The parallels between the anti-Nazi resistance and the Iranian Resistance are profound, but so too is the tragic betrayal they have faced. Just as early warnings about the Third Reich were ignored in favor of diplomatic concessions, the West has spent decades enriching and emboldening Iran’s ruling clerics. Yet, in their pursuit of this disastrous appeasement, Western powers went even further: they actively sacrificed the very people fighting the regime. To placate Tehran, the West banned, defamed, and cracked down on the Iranian Resistance. 

But the Resistance did not break. With iron-clad determination and deep societal roots, they withstood the onslaught, fighting back to legally defeat these Western oppression campaigns and shatter the political labels meant to silence them. They survived, but the West’s illusion of managing a totalitarian state has ended in complete disaster. 

Today, Western nations are reaping exactly what they sowed. The consequences of their appeasement have breached their own borders. European and American citizens are routinely taken hostage to be used as diplomatic bargaining chips. Global economic arteries are continually choked by threats in the Strait of Hormuz. And most glaringly, Iranian Shahed drones are raining down on Ukraine, making a European war infinitely more costly, devastating infrastructure, and rapidly reshaping the political landscape of the continent. The West learned the hard way that dealing with evil only invites it into your own home. 

The regime’s ambition, much like the Nazis’, was never meant to be confined to its own borders; it dreamed of global subjugation driven by radical religious fundamentalism. If not for the Iranian Resistance—who took staggering risks to act as the world’s early warning system, exposing the regime’s clandestine nuclear sites and missile networks—Tehran might have already married its extremist ideology to a functional nuclear bomb. 

Yet, despite the drones, the hostages, and the nuclear brinkmanship, Western capitals still hesitate, clinging to the cowardly hope of not upsetting the regime. They have failed to learn from how WWII began, but they must urgently remember how it ended: totalitarianism cannot be managed, reformed, or contained; it must be defeated. 
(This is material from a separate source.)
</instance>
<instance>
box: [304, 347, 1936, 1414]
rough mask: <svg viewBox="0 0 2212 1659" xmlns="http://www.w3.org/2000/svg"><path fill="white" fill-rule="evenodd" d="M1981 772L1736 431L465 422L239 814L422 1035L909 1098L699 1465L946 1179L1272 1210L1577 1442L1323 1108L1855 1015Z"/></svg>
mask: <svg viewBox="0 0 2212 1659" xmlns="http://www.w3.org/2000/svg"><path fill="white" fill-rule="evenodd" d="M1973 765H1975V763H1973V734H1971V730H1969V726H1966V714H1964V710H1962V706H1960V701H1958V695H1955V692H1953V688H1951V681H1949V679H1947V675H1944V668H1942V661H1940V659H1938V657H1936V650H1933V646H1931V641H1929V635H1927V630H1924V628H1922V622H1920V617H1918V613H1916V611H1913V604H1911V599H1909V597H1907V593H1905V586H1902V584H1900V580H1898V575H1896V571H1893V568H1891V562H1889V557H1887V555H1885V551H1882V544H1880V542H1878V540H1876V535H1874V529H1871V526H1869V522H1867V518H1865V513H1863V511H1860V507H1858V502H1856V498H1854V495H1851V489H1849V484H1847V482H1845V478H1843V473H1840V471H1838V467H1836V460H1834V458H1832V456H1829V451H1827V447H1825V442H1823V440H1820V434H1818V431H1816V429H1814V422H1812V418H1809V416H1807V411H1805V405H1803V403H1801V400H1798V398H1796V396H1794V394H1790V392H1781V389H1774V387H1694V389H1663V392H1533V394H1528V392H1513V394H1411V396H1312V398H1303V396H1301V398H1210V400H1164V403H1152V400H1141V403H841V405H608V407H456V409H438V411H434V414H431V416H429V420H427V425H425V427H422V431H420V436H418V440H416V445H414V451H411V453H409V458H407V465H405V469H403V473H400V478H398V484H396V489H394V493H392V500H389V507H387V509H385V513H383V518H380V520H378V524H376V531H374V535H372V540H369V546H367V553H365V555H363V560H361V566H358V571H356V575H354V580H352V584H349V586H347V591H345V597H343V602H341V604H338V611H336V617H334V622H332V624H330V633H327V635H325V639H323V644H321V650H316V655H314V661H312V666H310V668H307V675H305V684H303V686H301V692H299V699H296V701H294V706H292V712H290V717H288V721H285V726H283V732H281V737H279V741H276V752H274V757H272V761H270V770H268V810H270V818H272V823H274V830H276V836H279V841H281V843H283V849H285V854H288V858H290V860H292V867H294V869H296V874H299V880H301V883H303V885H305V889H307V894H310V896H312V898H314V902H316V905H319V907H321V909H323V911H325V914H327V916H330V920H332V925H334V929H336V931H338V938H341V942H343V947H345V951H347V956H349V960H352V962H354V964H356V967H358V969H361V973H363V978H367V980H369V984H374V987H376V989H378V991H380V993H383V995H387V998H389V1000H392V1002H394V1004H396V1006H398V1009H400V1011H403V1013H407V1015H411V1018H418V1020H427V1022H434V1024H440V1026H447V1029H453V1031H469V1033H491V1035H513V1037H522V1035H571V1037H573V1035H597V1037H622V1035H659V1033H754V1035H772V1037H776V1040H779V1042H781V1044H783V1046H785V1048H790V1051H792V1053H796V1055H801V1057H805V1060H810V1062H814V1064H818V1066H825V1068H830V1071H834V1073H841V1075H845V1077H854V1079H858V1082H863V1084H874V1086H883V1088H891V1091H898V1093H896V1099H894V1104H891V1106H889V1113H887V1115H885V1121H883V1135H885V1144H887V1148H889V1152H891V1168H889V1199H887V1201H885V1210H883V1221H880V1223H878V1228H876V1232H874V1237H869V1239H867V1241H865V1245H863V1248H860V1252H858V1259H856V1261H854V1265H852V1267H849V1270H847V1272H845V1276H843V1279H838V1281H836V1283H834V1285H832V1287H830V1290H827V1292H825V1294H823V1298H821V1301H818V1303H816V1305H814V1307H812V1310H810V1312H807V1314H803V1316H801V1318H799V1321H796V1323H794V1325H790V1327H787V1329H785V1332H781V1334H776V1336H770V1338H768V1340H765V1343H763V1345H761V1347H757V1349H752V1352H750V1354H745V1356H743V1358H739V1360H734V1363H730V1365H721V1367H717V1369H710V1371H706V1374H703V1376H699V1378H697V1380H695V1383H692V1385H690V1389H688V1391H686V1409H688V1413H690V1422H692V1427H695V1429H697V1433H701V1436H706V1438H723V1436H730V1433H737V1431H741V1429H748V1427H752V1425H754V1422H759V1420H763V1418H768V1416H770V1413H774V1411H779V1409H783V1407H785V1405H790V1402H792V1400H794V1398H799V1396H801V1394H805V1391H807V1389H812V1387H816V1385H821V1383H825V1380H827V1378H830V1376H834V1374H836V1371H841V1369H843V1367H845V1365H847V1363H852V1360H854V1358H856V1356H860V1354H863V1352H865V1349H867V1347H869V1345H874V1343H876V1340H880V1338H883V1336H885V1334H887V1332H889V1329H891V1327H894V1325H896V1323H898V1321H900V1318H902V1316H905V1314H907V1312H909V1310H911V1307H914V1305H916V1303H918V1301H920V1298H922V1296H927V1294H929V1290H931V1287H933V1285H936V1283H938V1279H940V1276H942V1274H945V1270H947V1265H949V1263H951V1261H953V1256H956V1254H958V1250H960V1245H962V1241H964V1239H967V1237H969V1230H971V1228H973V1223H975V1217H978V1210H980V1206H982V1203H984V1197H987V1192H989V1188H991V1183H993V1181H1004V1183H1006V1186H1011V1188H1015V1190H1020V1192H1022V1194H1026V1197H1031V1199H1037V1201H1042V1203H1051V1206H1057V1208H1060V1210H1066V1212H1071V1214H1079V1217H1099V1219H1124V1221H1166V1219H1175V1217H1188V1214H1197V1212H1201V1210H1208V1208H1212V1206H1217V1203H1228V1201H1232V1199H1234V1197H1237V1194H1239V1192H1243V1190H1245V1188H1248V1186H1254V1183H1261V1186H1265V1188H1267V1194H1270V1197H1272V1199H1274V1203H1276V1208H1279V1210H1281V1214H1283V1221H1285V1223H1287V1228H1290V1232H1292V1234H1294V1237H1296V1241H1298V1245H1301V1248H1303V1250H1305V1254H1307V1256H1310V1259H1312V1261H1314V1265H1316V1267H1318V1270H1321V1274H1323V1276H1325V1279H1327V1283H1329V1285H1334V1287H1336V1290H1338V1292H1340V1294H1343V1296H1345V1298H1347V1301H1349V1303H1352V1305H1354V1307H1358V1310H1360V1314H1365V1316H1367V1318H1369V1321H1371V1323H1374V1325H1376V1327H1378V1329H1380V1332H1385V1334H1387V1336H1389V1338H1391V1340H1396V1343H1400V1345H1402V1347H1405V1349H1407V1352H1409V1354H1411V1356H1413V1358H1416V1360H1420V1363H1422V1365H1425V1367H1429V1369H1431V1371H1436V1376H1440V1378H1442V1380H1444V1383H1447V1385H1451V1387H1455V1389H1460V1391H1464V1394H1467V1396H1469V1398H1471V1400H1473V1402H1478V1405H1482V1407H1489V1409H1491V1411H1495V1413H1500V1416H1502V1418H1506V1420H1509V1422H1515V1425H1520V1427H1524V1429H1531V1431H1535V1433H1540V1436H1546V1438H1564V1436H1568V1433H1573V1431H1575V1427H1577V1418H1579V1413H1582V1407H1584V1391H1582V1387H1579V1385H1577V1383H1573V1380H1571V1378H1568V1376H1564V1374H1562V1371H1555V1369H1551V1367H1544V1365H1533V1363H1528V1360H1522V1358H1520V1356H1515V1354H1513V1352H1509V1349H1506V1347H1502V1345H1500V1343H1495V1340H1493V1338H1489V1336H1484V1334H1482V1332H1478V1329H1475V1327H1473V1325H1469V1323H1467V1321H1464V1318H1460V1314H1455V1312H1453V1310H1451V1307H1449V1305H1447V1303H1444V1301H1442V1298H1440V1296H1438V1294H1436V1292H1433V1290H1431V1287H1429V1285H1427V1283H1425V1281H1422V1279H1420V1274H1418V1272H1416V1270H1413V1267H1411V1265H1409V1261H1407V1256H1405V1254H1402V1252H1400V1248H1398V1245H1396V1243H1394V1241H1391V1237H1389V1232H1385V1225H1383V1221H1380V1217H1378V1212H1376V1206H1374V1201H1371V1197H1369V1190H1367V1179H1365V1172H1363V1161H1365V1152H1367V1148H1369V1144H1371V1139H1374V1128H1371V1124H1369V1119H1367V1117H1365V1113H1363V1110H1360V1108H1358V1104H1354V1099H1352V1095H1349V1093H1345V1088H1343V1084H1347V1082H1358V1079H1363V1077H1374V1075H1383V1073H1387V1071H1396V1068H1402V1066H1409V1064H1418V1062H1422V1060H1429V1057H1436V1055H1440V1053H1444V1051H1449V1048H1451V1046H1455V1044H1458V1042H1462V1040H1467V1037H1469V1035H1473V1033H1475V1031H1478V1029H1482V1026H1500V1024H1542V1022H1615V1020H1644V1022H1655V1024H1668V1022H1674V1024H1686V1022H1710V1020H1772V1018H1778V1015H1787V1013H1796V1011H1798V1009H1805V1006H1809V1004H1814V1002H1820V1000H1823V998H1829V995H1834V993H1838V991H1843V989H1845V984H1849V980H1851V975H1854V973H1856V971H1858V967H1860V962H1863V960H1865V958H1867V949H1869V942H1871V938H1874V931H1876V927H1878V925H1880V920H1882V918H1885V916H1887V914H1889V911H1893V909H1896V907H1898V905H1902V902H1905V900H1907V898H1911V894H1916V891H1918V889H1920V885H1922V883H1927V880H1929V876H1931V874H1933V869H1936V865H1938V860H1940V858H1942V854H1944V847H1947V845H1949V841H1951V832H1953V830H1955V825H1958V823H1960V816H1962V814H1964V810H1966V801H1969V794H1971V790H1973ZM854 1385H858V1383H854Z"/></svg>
When the world finally woke up to the Nazi threat, the cost of defeating it was catastrophic, measured in millions of lives and ruined nations. Today, this looming global catastrophe can still be prevented, but the paradigm has shifted. The solution does not require foreign boots on the ground, military invasions, or Western tax dollars. The men and women fighting in the shadows inside Iran are willing to pay the ultimate price for their own liberation. All they need is for the free world to finally abandon its appeasement, formally acknowledge their Resistance, and enforce the total, uncompromising diplomatic isolation of the regime they are fighting to destroy.